Roseboro Ford, Inc. v. Bass, 77 N.C. App. 363, 366, 335 S.E. 2d 214, 216 (1985) (citations omitted) (emphasis in original).

However, an exception to this rule was established in Ohio Casualty Ins. Co. v. Anderson, 59 N.C. App. 621, 298 S.E. 2d 56 (1982), cert. denied, 307 N.C. 698, 301 S.E. 2d 101 (1983), where neither the vendor nor the vendee had legal title subsequent to the sale of the vehicle. Legal title, instead, was transferred simultaneously and in connection with the vendee’s purchase of the vehicle, from the vendor to a third party, the vendee’s son. The transfer was accomplished at the vendee’s direction and without the knowledge or approval of his son. The vendee, however, paid the entire purchase price, had exclusive possession and use of the vehicle, obtained the insurance coverage for it, and paid the premiums therefor. This Court stated that “[t]his sufficed to give him a clear equitable interest in the vehicle, . . . and that equitable interest sufficed, under the particular facts and circumstances, to make him the ‘owner’ of the vehicle within the coverage intent of the policy, interpreted in light of the purpose and intent of the Financial Responsibility Act.” Id. at 625, 298 S.E. 2d at 59.
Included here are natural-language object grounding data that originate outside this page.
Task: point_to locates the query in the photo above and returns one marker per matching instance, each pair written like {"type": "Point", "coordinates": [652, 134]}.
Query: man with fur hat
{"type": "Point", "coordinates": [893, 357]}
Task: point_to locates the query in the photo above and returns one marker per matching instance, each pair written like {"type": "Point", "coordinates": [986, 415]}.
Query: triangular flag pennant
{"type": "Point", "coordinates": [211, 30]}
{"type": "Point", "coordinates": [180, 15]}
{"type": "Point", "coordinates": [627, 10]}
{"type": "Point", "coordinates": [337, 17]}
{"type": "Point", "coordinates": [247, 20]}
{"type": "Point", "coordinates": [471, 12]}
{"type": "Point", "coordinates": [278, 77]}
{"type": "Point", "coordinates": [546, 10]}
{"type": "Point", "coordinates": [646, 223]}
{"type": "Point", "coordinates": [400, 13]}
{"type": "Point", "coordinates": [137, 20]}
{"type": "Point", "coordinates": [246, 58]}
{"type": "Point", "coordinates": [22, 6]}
In the case sub judice, neither the vendor nor vendee held legal title. The evidence established that the actual owner of the Camaro was Jerome Hall. William Troy Patterson paid a full purchase price for the car and had exclusive possession of the car. However, he did not use the car until the day of the accident and never obtained automobile insurance for the car. The evidence did establish that William Troy Patterson would have obtained insurance when he “got [the car] running right,” and did not plan to drive the car until he had made all the necessary repairs.

We believe that under the facts and circumstances of the case sub judice, that Patterson had an equitable interest in the *393Camaro which was sufficient to make him the “owner” of the vehicle within the coverage intent of the policy.
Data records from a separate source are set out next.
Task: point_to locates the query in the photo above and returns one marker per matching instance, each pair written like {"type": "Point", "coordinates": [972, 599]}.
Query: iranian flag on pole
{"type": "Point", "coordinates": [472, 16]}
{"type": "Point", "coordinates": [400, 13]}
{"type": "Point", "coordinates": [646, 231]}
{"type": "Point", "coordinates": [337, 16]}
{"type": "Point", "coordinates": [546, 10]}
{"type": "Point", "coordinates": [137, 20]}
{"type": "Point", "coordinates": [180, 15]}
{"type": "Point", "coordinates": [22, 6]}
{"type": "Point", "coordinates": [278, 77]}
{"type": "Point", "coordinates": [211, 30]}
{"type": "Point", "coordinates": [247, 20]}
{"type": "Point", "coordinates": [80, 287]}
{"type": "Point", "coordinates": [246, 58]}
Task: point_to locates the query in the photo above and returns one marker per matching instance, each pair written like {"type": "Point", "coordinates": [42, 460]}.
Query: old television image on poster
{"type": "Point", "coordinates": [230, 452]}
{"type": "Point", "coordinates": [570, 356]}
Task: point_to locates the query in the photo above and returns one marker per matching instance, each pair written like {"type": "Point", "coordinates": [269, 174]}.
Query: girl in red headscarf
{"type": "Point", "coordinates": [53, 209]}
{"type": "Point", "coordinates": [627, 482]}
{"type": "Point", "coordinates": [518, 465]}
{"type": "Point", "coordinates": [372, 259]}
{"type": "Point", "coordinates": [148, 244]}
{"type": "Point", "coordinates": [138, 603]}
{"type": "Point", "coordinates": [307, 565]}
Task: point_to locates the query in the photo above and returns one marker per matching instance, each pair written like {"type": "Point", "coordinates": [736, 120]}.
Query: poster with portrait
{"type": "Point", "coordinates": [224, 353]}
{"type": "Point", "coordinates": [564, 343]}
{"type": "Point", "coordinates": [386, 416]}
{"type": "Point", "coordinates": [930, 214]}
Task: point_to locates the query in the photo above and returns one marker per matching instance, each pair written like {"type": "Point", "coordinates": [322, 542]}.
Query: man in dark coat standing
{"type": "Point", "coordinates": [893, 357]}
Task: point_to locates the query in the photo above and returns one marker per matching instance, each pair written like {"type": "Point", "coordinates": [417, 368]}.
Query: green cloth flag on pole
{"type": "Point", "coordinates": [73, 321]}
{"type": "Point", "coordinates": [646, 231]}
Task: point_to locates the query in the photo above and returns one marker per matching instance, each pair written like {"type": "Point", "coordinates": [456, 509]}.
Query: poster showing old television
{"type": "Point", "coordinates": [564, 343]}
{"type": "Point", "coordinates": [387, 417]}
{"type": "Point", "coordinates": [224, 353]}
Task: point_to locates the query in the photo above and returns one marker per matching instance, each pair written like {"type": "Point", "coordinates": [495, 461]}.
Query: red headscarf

Because we have determined that Patterson owned the Ca-maro, and thus was excluded from liability coverage under the policy, we need not determine whether the Camaro was furnished for his regular use.

Accordingly, for all the aforementioned reasons, the judgment of the trial court is

Affirmed.

Judge Smith concurs. Judge Phillips dissents.





Dissenting Opinion

Judge Phillips

dissenting.

In my opinion the exclusions in defendant’s policy do not apply to this case and the order of summary judgment is erroneous, because within the contemplation of the Financial Responsibility Act the Camaro automobile involved was neither owned by William Patterson nor furnished for his regular use.